Each facialist has her own point of view as to what works best and is healthiest for her clients, but they usually offer each client a wide selection of treatments from basic care to deep pore cleansing, rejuvenating and hydrating, with each session lasting roughly one to two hours.
Some facialists put their clients on antiaging regimens that involve weekly treatments over a period of six to eight weeks followed up with ongoing monthly sessions. Treatments may include applying oxygen to the skin and electric facial toning. Many clients continue their monthly follow-up treatments indefinitely.
Because people tend to hop from one facialist to another, constantly seeking new ways to keep their skin young, facialists generally need to periodically introduce new products and ideas to keep attracting new clients and retain old ones. Something new as of this writing is the use of crushed gemstones and minerals to create custom-blended skin products for clients. Permanent makeup is becoming popular. It involves providing permanent eyeliner, eyebrows, and lip color for clients using a tattooing process, micropigmentation. It also can be used to camouflage scars and create beauty marks.
On average, a busy facialist sees between three and five clients per day, because it takes time for clients to disrobe and dress again, and you need time to do the facial and counsel each client on proper follow-up care.

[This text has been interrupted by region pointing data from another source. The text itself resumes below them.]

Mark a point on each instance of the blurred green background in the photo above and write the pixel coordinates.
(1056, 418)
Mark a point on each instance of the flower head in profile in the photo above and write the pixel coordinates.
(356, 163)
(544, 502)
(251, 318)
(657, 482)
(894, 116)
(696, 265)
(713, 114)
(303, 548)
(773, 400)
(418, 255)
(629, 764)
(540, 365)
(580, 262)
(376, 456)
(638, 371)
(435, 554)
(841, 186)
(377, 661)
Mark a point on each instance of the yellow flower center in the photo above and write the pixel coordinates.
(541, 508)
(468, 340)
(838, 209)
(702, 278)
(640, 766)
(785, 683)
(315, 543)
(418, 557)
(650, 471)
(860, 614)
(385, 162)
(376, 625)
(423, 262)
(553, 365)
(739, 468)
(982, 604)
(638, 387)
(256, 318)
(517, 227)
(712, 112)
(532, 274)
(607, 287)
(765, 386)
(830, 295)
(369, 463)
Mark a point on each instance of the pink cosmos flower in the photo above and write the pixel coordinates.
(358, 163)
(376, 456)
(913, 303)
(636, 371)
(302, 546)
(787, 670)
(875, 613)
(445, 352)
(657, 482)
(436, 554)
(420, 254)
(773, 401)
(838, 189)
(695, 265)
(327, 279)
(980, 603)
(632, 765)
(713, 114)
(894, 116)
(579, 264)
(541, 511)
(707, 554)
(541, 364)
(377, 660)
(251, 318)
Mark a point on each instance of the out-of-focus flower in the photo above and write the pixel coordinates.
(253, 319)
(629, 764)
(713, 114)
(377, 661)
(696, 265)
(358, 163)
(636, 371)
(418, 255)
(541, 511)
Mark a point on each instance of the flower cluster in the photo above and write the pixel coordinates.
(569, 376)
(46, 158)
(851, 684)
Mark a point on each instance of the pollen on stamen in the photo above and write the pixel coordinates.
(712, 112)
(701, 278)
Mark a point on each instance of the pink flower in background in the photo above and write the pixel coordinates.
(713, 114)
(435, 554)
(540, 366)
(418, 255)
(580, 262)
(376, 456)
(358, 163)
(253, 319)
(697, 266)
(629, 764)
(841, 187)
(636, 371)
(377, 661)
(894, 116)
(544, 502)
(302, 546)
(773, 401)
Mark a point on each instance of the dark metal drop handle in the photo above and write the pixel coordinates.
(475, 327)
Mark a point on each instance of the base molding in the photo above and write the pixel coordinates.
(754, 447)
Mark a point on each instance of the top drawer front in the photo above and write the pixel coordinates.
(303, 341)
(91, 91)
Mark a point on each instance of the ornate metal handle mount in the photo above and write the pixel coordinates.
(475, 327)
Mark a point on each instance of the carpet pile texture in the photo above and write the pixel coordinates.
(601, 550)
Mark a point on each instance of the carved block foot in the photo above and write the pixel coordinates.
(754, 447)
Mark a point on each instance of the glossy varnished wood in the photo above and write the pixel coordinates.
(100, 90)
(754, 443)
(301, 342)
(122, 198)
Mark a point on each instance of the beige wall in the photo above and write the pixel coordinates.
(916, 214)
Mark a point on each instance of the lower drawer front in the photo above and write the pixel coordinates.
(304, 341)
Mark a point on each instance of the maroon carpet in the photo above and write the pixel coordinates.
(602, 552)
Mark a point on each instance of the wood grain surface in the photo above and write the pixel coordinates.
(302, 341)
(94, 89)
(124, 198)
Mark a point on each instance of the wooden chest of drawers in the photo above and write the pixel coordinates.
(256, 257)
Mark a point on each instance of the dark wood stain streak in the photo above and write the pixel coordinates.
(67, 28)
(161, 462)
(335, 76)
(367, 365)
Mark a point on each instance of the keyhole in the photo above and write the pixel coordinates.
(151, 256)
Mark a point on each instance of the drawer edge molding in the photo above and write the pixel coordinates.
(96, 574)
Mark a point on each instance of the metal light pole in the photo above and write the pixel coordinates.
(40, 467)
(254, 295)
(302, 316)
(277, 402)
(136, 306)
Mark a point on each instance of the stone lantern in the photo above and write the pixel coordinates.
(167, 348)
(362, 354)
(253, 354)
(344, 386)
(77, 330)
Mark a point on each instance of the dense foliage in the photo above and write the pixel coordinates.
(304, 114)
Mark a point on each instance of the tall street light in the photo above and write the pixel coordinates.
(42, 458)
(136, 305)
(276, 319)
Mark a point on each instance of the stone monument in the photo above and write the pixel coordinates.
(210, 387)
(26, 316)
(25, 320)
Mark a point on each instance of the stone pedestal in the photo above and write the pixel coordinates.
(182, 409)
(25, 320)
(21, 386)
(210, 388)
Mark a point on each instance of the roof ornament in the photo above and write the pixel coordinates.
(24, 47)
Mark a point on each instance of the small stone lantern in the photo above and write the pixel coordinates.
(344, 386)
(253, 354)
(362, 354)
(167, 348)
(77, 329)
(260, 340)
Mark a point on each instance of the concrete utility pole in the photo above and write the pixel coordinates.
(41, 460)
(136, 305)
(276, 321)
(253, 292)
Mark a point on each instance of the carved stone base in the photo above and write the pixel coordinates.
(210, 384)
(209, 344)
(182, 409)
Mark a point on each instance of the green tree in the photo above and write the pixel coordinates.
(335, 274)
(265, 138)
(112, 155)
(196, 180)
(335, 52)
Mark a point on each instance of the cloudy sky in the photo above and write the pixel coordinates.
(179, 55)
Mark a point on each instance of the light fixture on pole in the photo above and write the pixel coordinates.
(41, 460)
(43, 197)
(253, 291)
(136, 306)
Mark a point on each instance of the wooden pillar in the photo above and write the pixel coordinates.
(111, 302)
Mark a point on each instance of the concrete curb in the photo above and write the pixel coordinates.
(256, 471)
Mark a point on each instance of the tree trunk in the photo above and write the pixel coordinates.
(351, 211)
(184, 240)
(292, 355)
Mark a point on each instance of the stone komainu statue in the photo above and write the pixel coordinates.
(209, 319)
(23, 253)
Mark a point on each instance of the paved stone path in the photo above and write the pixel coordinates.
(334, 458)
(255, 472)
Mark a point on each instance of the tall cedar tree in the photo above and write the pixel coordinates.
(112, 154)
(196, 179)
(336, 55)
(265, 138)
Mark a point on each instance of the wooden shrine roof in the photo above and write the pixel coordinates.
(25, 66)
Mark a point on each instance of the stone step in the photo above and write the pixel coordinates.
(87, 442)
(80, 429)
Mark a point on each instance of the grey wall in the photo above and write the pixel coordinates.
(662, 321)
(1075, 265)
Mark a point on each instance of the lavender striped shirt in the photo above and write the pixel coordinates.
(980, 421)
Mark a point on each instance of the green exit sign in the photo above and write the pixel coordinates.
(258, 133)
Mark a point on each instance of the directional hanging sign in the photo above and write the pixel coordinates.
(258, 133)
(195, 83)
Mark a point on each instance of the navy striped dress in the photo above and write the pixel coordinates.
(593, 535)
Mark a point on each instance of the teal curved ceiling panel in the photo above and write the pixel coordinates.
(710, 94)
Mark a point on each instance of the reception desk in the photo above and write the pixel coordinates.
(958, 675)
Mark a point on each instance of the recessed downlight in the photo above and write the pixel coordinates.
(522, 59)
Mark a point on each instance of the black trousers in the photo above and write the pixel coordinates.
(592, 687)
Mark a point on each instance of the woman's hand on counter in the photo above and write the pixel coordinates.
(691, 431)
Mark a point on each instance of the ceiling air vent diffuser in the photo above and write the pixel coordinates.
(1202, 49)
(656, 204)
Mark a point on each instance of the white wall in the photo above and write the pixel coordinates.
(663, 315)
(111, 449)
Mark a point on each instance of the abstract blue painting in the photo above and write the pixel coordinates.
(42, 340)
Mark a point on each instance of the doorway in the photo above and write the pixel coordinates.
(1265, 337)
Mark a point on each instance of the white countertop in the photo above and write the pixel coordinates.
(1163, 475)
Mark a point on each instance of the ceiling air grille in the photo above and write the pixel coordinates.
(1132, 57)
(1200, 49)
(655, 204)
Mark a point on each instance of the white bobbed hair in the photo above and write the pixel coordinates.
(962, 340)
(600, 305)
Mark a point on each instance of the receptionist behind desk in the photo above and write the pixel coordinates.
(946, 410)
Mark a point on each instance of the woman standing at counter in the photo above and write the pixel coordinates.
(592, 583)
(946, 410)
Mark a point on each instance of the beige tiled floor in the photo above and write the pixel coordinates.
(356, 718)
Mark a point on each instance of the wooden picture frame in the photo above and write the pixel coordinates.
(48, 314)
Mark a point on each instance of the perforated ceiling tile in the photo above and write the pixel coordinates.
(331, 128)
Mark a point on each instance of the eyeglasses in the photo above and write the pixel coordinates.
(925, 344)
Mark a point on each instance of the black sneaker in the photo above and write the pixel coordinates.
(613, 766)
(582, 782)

The main challenge to becoming a facialist in the U.S. is that all states except Connecticult require you to be licensed as a cosmetician (also called aesthetician/esthetician) in order to work with people’s skin. While many states allow home and mobile salons, others do not and the zoning in some communities does not permit home-based salons. However, facialists can sometimes successfully apply to their local zoning board and receive approval to work from their homes, as long as they restrict their work to facials and don’t do haircutting or styling.
You will need to have business insurance to protect yourself in the event of any problems or accidents, although some facialists lessen their insurance costs by not doing higher-risk procedures like chemical peels or micropigmentation.
For people who are not licensed, direct selling companies like Avon, Jafra and Mary Kay enable you to entering this make-people-happy field by selling products without applying them.